夜いつも現れるはずなのだが、今日に限っては現れなかった。
仕方なく寝床を出て屋敷内を探した。
何処を探しても見つからない。
ならば、屋敷の外なら見つかるはず。
そう思い、自分は屋敷を出て百鬼夜行道を探しに行った。
屋敷の周りは森で囲まれており、夜になると木々が空を覆い尽くしてしまい、月光すら照らされなくなっていた。そのため森の中は暗く、妖が現れやすいのだという。
自分の手元には何もなく、辺りを照らす明かりがなかった。真っ暗で、道に迷いそうだった。
肝心な百鬼夜行道も見つからず、ついには帰り道もわからなくなった。
暗闇の中、その場に座り込んでしまい、思わず泣き出してしまった。
怖い。殺される。
屋敷を出たことを後悔し、嗚咽を漏らしながら溢れんばかりの涙を流した。
「誰か...っ...助けて...晴明様...っ...。」
いるはずのない晴明様の名前を呼び、ただ救いを求めた。ついには大声で泣いてしまった。恥ずかしいとか、みっともないとか、そんなのどうだって良かった。今自分の中にあるのは、後悔と悲しみだけだった。
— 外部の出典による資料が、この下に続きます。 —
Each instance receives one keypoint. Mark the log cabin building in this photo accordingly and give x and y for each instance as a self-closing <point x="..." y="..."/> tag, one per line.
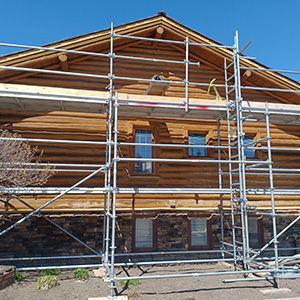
<point x="178" y="193"/>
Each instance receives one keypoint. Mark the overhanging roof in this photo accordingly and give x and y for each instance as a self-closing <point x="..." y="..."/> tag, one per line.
<point x="99" y="42"/>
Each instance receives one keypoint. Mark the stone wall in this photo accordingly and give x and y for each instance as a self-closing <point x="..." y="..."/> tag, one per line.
<point x="37" y="237"/>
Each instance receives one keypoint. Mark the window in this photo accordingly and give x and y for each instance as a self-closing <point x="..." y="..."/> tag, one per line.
<point x="249" y="152"/>
<point x="143" y="136"/>
<point x="200" y="233"/>
<point x="144" y="234"/>
<point x="197" y="139"/>
<point x="255" y="229"/>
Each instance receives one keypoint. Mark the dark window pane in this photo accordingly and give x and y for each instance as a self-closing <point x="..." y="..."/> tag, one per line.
<point x="143" y="233"/>
<point x="199" y="232"/>
<point x="250" y="153"/>
<point x="143" y="136"/>
<point x="253" y="232"/>
<point x="197" y="139"/>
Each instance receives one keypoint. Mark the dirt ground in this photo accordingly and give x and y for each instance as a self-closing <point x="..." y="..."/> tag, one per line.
<point x="187" y="288"/>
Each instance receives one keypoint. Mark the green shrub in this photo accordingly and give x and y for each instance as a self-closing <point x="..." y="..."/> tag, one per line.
<point x="129" y="282"/>
<point x="46" y="282"/>
<point x="81" y="274"/>
<point x="52" y="272"/>
<point x="19" y="276"/>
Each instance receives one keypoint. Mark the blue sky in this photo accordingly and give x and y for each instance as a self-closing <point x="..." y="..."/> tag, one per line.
<point x="273" y="25"/>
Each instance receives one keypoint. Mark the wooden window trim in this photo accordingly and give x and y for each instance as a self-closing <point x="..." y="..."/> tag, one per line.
<point x="257" y="152"/>
<point x="209" y="136"/>
<point x="154" y="237"/>
<point x="155" y="150"/>
<point x="260" y="228"/>
<point x="209" y="245"/>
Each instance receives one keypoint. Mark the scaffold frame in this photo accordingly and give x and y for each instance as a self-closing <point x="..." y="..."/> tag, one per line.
<point x="233" y="111"/>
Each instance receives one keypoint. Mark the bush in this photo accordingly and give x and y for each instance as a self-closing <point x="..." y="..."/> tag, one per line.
<point x="46" y="282"/>
<point x="19" y="276"/>
<point x="52" y="272"/>
<point x="129" y="282"/>
<point x="81" y="274"/>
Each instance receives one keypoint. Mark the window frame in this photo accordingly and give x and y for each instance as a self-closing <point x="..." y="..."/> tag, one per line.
<point x="260" y="232"/>
<point x="209" y="244"/>
<point x="208" y="140"/>
<point x="154" y="234"/>
<point x="205" y="149"/>
<point x="245" y="149"/>
<point x="155" y="150"/>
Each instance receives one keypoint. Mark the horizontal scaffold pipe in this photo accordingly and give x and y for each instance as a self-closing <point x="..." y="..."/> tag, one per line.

嗚呼...何故百鬼夜行道を探しに行こうとしたのだろうか...。晴明様はもう屋敷にいないのに...。
「輝久ァ!何処にいるんだ輝久ァ!」
...父の声だ。向こうから聞こえる。
やっと救いが来たのだと、その時自分はほっと胸をなで下ろした。
...だが...。
「早く輝久を捕まえろ!アイツは年を取らねえ妖だったんだ!!」
...思わず耳を疑った。
それは自分のことなのか?年を取らないってどういうことか?
慌てて立ち上がり、声のする方の反対側へと走った。...いや、"逃げた"といったほうが正しいか。
ただがむしゃらに走った。怖くて、怖くて、たったそれだけで走った。
時間旅なんてしなければよかった...。
「輝久!こっちだ!」
目の前には出かけたはずの晴明様がいた。
晴明様は自分を捕まえようとする様子ではなかった。自分を助けてくれるのだろうか?
「晴明様!」
自分はとにかく晴明様の元へと走った。
後ろで追いかけてくる奴らを引き連れて。